As students are an integral part of any school, schools do their best to ensure they feel safe and welcomed during their experience. Student advocate Steve Schmidt is part of the staff that makes sure students feel comfortable on campus.
“I want everyone to feel comfortable and not stressed,“ Schmidt said, “and that’s not easy. It’s one of those things where you try to connect people the best way you can, and to work with them if they need it and give them opportunities to come talk if they want to.”
Students’ answers on whether they feel welcomed on campus varied.
Senior Max Villa said the school is successful in creating a generally com
fortable atmosphere for its students.
“I feel very welcome at school,” Villa said. “I feel like the Homestead spirit is what mostly makes me feel welcome.”
Others, like sophomore Riya Nigudkar, similarly feel welcome, mentioning the contribution that students in particular make to generate the school’s positive climate.
“It’s the diversity that makes me feel welcome,” Nigudkar said. “I feel like my [friend] group is so welcoming and we just have so many of us and we just — we get along. And even in different classes, there are so many people you can find and meet.”
However, not all students feel comfortable at school.

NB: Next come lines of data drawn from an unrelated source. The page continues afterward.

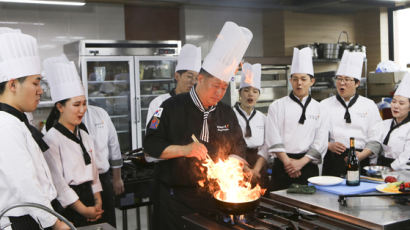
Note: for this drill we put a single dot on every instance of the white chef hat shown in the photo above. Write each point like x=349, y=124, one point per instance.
x=18, y=55
x=189, y=58
x=351, y=65
x=251, y=76
x=302, y=61
x=404, y=87
x=227, y=51
x=63, y=78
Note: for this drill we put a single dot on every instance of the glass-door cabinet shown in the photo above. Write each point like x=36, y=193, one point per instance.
x=110, y=84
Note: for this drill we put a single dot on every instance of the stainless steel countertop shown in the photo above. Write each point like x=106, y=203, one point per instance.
x=368, y=212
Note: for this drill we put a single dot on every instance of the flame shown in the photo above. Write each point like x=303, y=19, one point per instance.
x=234, y=183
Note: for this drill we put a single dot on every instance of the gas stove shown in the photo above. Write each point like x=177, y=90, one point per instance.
x=270, y=214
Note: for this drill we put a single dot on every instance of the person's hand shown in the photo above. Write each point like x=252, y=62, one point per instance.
x=118, y=186
x=337, y=147
x=60, y=225
x=196, y=150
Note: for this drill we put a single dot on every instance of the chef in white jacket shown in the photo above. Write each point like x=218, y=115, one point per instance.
x=108, y=156
x=252, y=121
x=350, y=115
x=24, y=174
x=296, y=130
x=71, y=156
x=394, y=134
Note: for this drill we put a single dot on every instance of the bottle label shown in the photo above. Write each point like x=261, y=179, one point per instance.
x=353, y=176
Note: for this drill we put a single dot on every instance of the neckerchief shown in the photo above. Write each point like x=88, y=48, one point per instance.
x=248, y=132
x=36, y=134
x=347, y=114
x=303, y=116
x=205, y=130
x=393, y=127
x=67, y=133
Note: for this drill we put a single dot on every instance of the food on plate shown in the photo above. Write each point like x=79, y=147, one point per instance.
x=390, y=179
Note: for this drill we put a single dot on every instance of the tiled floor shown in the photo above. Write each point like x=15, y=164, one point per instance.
x=132, y=219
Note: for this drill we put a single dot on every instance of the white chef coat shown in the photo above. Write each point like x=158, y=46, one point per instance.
x=364, y=116
x=257, y=124
x=24, y=174
x=398, y=147
x=283, y=133
x=155, y=104
x=66, y=162
x=102, y=131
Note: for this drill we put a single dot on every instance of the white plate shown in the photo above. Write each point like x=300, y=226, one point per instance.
x=325, y=180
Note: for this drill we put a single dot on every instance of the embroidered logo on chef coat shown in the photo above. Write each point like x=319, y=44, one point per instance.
x=154, y=123
x=158, y=112
x=222, y=128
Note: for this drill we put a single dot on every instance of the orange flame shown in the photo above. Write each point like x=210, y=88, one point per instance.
x=233, y=182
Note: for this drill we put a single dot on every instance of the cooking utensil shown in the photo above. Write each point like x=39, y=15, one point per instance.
x=238, y=208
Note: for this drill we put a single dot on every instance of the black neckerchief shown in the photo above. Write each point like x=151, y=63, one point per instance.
x=248, y=132
x=36, y=134
x=67, y=133
x=303, y=116
x=393, y=127
x=347, y=114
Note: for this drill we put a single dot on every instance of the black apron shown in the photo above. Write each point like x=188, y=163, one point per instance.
x=281, y=180
x=335, y=165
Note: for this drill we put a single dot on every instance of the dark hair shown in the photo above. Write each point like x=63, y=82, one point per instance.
x=3, y=84
x=54, y=115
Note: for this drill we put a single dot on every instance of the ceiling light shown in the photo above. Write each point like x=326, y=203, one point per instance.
x=45, y=2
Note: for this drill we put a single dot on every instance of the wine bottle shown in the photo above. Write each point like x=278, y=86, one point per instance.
x=353, y=169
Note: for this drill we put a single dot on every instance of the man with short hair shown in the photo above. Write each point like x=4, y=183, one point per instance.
x=24, y=173
x=201, y=113
x=350, y=115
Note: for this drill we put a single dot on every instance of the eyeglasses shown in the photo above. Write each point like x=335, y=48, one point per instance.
x=345, y=80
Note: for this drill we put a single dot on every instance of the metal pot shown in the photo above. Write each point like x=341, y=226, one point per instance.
x=236, y=208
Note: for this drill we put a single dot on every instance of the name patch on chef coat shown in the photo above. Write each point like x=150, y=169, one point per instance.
x=222, y=128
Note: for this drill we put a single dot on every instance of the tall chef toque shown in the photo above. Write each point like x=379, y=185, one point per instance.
x=18, y=55
x=351, y=65
x=251, y=76
x=227, y=51
x=63, y=78
x=302, y=61
x=189, y=58
x=404, y=87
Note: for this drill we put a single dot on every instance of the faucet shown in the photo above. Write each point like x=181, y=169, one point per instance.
x=39, y=206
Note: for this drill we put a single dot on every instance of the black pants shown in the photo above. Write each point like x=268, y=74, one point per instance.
x=281, y=180
x=335, y=165
x=108, y=199
x=86, y=196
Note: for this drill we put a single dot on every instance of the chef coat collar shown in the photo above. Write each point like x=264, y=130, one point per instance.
x=67, y=133
x=35, y=133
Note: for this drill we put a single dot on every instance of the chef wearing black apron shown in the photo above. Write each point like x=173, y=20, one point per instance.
x=252, y=121
x=71, y=156
x=201, y=113
x=24, y=174
x=296, y=130
x=350, y=115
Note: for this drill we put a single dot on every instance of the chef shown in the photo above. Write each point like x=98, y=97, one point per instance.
x=186, y=74
x=252, y=121
x=24, y=174
x=394, y=134
x=296, y=130
x=201, y=113
x=71, y=156
x=350, y=115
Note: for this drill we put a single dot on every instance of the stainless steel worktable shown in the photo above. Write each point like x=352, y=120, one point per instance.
x=368, y=212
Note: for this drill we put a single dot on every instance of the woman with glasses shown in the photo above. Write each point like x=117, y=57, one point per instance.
x=394, y=134
x=350, y=115
x=296, y=128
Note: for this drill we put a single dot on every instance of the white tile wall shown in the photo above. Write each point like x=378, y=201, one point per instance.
x=202, y=24
x=55, y=26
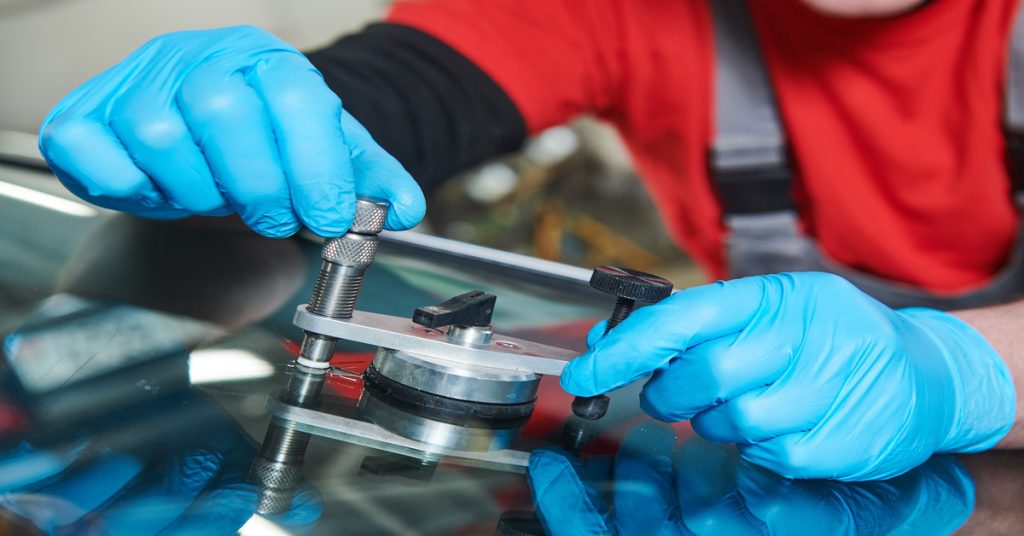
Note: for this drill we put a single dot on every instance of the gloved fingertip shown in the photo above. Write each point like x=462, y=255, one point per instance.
x=408, y=209
x=596, y=333
x=275, y=227
x=652, y=410
x=330, y=228
x=570, y=382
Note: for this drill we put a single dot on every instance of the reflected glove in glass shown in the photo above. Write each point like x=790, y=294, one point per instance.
x=706, y=489
x=179, y=468
x=217, y=122
x=809, y=375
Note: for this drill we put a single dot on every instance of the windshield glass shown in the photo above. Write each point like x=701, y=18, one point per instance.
x=143, y=363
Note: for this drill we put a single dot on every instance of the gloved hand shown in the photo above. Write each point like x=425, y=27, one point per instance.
x=704, y=489
x=811, y=377
x=177, y=466
x=217, y=122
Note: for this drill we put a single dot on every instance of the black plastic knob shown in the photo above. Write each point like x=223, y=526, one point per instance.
x=471, y=308
x=632, y=284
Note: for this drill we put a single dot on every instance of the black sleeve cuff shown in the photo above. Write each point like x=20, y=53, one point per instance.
x=422, y=100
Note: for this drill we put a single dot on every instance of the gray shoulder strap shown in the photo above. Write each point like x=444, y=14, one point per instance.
x=1014, y=104
x=748, y=160
x=749, y=132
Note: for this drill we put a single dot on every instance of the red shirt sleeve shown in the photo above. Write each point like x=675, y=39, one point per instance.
x=555, y=58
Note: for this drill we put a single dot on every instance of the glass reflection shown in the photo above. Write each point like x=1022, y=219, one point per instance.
x=699, y=488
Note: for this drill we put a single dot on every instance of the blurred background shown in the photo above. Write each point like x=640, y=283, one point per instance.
x=570, y=195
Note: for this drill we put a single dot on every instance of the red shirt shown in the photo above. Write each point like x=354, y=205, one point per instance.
x=894, y=123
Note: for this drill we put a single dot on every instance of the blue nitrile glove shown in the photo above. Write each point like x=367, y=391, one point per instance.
x=181, y=467
x=705, y=489
x=811, y=377
x=221, y=121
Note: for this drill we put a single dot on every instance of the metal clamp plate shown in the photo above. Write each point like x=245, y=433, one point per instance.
x=402, y=334
x=370, y=435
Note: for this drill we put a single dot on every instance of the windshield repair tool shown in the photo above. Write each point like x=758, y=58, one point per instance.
x=630, y=287
x=442, y=382
x=279, y=466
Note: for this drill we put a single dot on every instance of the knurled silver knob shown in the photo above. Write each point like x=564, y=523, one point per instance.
x=350, y=250
x=370, y=216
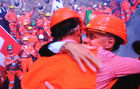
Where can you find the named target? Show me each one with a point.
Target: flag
(56, 4)
(89, 16)
(5, 40)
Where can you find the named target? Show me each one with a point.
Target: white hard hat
(41, 36)
(95, 5)
(105, 4)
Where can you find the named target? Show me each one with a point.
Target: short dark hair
(136, 46)
(118, 41)
(64, 28)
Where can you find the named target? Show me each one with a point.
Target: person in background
(100, 7)
(40, 20)
(104, 35)
(26, 16)
(13, 66)
(26, 53)
(35, 28)
(46, 24)
(11, 17)
(136, 47)
(107, 10)
(3, 12)
(32, 37)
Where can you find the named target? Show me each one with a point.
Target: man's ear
(110, 43)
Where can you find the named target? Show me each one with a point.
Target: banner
(5, 40)
(56, 4)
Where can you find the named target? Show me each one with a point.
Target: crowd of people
(32, 35)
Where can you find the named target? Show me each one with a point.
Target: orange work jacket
(60, 71)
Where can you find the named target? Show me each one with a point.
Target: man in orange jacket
(11, 17)
(27, 52)
(60, 70)
(40, 43)
(12, 63)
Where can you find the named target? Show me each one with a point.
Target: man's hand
(82, 54)
(48, 85)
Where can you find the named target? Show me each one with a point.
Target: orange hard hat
(63, 14)
(109, 24)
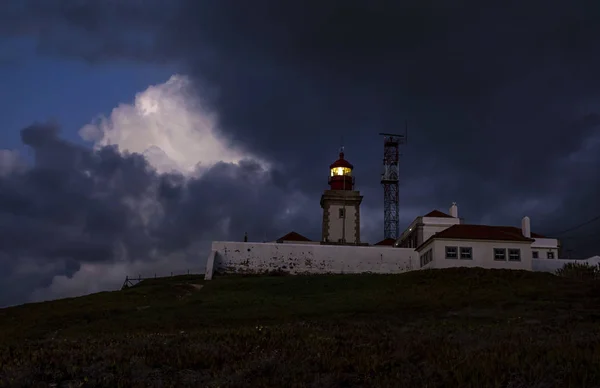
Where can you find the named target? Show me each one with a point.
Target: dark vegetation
(432, 328)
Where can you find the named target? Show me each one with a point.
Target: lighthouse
(341, 205)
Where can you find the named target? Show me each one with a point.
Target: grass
(434, 328)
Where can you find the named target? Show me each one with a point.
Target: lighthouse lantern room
(340, 177)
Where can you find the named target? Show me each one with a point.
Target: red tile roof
(437, 213)
(387, 241)
(293, 236)
(479, 232)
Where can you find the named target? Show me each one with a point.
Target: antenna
(390, 180)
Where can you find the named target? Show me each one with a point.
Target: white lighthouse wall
(336, 224)
(241, 257)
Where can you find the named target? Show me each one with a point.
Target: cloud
(169, 126)
(75, 212)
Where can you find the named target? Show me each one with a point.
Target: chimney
(454, 210)
(526, 227)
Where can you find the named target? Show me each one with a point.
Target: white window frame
(512, 252)
(465, 250)
(455, 252)
(497, 251)
(426, 257)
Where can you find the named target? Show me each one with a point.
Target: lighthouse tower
(341, 205)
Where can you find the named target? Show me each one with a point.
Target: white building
(442, 241)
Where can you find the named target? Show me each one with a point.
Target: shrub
(581, 271)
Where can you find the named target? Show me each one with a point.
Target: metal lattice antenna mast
(389, 181)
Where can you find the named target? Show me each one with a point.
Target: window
(500, 254)
(451, 252)
(426, 258)
(466, 253)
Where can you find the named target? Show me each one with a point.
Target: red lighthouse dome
(340, 176)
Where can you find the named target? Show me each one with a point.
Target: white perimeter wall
(240, 257)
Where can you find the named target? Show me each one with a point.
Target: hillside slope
(454, 327)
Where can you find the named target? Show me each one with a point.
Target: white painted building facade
(474, 253)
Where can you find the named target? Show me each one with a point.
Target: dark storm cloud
(75, 206)
(498, 94)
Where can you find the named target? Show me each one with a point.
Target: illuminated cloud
(169, 126)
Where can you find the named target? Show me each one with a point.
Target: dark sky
(502, 101)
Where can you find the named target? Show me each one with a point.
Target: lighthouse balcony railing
(345, 176)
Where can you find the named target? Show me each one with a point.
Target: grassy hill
(455, 327)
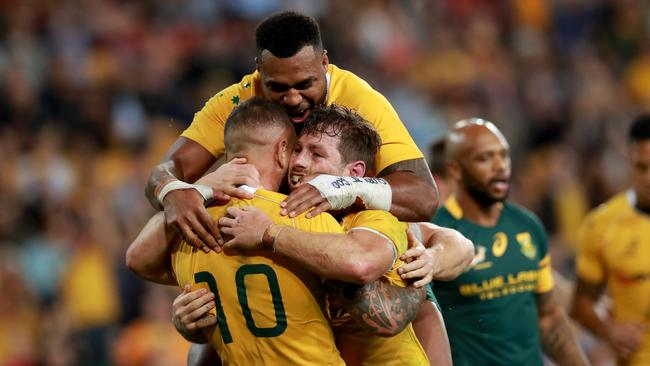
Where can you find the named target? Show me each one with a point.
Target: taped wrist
(205, 191)
(342, 192)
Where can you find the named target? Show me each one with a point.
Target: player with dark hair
(614, 253)
(269, 310)
(501, 311)
(293, 70)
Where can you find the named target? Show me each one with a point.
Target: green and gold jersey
(490, 310)
(404, 347)
(270, 310)
(344, 88)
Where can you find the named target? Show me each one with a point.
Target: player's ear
(326, 60)
(453, 168)
(356, 169)
(282, 153)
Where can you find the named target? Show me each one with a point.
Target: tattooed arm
(379, 308)
(558, 339)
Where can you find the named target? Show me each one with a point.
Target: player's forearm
(452, 253)
(149, 254)
(558, 339)
(383, 309)
(162, 174)
(415, 195)
(332, 256)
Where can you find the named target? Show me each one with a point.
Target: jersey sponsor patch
(526, 243)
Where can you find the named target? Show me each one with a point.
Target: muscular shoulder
(227, 99)
(370, 218)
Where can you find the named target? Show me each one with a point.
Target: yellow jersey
(344, 88)
(614, 248)
(270, 310)
(404, 347)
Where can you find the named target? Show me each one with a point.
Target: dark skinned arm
(624, 337)
(185, 160)
(185, 209)
(558, 339)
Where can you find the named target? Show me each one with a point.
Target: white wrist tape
(342, 192)
(205, 191)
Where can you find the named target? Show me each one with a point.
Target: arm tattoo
(557, 337)
(382, 309)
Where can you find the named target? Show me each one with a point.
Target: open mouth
(500, 185)
(299, 117)
(295, 179)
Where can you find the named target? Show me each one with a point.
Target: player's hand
(228, 177)
(184, 210)
(246, 226)
(190, 310)
(419, 262)
(302, 199)
(626, 338)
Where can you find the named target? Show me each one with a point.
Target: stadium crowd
(93, 92)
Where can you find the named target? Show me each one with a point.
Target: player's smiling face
(315, 154)
(486, 165)
(298, 83)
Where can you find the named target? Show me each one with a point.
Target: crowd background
(92, 92)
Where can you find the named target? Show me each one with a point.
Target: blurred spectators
(93, 92)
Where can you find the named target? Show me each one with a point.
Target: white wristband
(342, 192)
(205, 191)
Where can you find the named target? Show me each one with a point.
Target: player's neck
(483, 214)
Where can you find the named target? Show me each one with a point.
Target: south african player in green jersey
(501, 311)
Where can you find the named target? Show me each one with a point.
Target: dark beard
(483, 198)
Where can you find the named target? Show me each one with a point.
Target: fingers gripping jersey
(345, 89)
(269, 310)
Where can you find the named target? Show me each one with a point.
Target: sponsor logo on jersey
(527, 247)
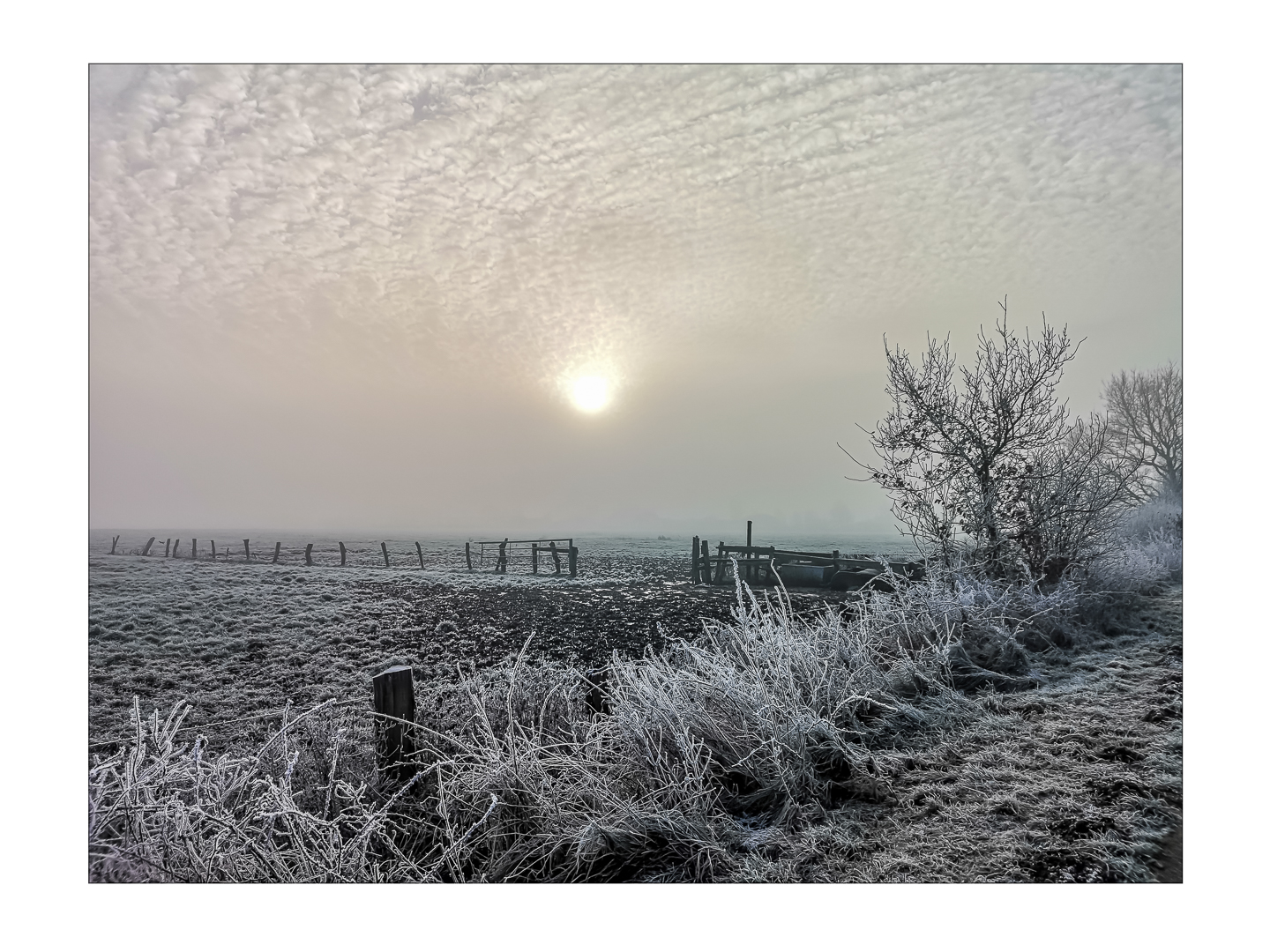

In contrast to Nigudkar and Villa, freshman Alice Lee said the school’s environment is unwelcoming and students are the main cause of this.
“I feel like it’s not that much of the school [being unwelcoming],” Lee said. “It’s just teenagers this age, they are all like that.”
Schmidt said he hopes that, by working with students, he can help them form greater bonds with others on campus.
“Part of being a teenager is wanted to be a part of something,” Schmidt said, “to feel connected, have friends, [participate in] extracurricular activities, a club, a group. I think it’s just part of feeling [like a] part of the community”
Schmidt said there are a lot of simple things that students can do to help their fellow students feel welcome on campus.
“Sometimes it’s just a smile,” Schmidt said, “sometimes it’s asking them to come to a club, sometimes it’s asking them to be part of the group. It’s just trying to find things that they have in common.”